Summary
requiring sexual predator designation challenges to be raised in separate civil proceedings
Summary of this case from Saintelien v. StateOpinion
No. 4D06-2792.
September 1, 2006.
Appeal from the Fifteenth Judicial Circuit Court, Palm Beach County, Lucy Chernow Brown, J.

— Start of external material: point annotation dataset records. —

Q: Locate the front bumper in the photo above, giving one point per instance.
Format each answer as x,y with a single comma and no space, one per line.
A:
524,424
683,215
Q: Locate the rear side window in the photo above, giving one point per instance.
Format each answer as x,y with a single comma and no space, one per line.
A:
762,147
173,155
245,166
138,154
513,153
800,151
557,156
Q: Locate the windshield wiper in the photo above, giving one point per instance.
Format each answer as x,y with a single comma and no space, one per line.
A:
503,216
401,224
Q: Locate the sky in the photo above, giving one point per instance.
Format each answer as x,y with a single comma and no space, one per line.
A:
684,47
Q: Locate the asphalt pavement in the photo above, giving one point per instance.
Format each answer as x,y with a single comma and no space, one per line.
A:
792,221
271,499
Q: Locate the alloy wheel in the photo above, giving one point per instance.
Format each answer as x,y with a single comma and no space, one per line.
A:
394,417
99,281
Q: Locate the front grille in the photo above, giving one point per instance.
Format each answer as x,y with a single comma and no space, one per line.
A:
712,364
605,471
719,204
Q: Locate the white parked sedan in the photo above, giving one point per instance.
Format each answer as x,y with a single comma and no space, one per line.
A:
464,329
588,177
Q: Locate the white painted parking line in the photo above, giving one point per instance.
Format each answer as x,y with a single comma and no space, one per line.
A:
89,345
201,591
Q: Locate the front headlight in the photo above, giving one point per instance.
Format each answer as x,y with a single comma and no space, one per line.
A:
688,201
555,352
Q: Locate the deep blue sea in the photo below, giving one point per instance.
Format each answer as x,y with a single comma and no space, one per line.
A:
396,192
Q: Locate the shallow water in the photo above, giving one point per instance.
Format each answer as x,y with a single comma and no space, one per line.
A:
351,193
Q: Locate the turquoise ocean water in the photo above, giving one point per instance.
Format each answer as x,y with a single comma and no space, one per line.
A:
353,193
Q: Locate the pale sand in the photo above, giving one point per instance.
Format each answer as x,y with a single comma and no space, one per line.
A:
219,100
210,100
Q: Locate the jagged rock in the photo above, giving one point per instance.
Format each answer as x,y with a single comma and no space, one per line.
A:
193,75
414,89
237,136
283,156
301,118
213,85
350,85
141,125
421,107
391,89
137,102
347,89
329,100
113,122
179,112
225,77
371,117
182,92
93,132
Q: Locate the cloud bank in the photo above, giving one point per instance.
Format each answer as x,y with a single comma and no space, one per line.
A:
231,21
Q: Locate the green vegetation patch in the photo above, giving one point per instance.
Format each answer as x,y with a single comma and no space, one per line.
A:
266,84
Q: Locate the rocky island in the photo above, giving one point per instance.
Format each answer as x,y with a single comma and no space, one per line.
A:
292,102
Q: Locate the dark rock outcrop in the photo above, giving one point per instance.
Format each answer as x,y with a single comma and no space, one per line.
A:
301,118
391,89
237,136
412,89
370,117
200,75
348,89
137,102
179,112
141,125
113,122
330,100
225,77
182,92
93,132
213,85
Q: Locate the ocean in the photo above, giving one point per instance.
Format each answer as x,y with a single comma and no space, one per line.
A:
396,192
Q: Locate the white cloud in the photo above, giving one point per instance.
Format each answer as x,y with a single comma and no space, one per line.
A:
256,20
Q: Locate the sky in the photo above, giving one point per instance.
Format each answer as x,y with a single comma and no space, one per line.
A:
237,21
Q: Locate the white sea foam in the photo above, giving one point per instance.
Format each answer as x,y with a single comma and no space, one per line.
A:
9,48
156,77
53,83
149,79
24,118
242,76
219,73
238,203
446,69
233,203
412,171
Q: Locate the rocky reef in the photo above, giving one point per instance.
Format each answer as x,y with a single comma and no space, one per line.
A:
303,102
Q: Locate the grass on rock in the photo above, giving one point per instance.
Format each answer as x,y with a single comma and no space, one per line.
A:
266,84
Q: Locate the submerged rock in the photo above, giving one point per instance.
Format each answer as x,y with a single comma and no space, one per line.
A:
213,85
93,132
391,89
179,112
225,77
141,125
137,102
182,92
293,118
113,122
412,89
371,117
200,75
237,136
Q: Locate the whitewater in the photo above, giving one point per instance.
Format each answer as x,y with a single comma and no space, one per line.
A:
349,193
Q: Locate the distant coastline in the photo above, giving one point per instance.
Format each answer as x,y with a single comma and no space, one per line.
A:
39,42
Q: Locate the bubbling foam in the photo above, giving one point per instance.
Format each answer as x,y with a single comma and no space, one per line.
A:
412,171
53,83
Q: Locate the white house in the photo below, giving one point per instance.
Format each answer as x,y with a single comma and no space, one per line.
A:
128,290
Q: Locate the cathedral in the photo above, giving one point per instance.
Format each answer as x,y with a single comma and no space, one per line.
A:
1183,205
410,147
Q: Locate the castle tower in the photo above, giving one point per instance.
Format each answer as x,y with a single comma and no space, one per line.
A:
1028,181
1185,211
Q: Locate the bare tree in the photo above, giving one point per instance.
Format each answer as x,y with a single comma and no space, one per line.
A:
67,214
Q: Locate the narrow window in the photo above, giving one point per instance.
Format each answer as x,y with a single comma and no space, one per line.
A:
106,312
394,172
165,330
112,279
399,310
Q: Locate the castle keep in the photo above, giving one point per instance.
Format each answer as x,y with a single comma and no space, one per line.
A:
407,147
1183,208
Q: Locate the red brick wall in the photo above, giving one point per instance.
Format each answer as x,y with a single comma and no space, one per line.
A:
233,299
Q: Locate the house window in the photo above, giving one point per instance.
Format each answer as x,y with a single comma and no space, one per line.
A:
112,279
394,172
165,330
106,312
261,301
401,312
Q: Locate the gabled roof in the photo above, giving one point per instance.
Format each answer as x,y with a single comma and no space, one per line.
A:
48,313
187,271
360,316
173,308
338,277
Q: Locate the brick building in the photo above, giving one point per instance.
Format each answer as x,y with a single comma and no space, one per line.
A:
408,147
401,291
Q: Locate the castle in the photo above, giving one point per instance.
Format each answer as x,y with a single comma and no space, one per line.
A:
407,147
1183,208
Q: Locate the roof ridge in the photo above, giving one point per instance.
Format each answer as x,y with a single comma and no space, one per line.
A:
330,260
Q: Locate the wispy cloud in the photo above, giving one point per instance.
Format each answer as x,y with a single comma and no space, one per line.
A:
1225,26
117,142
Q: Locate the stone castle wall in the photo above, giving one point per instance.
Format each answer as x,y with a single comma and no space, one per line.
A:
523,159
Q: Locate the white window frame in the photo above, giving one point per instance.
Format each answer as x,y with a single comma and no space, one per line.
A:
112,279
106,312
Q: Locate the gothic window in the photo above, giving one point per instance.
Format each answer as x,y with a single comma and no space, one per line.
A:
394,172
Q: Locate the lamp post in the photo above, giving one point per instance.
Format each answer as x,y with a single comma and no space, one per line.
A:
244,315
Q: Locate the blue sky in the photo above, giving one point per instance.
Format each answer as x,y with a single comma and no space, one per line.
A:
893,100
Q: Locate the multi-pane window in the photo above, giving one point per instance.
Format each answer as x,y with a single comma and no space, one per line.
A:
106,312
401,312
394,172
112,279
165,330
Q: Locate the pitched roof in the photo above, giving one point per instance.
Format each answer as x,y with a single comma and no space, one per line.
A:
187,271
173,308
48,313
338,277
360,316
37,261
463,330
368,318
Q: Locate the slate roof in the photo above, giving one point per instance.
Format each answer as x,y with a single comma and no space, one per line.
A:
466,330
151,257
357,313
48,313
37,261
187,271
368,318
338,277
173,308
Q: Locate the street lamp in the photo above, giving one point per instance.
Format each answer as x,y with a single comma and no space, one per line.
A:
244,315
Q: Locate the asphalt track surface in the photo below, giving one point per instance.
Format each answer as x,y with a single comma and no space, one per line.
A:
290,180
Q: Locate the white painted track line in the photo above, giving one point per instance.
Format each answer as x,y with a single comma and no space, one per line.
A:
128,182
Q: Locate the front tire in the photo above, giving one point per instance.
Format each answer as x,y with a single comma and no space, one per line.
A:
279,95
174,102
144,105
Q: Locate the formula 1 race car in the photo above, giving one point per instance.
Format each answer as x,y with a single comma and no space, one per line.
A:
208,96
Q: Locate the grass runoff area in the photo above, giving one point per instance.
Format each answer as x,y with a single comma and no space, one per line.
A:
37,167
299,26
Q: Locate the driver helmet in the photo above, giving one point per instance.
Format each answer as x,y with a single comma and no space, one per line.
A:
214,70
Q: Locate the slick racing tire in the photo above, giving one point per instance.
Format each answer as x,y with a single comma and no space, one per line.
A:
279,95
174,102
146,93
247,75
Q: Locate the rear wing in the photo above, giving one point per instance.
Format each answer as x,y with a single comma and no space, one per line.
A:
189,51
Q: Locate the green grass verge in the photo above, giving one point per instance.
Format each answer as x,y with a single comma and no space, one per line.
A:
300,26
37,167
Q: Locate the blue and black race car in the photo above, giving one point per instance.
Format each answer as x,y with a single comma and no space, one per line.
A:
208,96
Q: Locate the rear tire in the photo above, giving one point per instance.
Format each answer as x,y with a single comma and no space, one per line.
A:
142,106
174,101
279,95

Renoit Saintelien, Okeechobee, pro se.
No appearance required for appellee.
Renoit Saintelien appeals the denial of his motion to correct illegal sentence. Saintelien complains about his sexual predator designation because he alleges that his plea agreement did not call for him being designated a sexual predator. Because the sexual predator designation is not a sentence or punishment, see Walker v. State, 718 So.2d 217 (Fla. 4th DCA 1998), a challenge to a sexual predator designation is not properly raised in a postconviction motion and should be raised in a civil proceeding. Connor v. State, 773 So.2d 1242 (Fla. 4th DCA 2000). The Second District and the Fifth District have held to the contrary. See King v. State, 911 So.2d 229 (Fla. 2d DCA 2005); Kidd v. State, 855 So.2d 1165 (Fla. 5th DCA 2003).
As we did in Brown v. State, 927 So.2d 1024 (Fla. 4th DCA 2006), we again certify conflict with King and Kidd. Affirmed.
WARNER, POLEN and KLEIN, JJ., concur.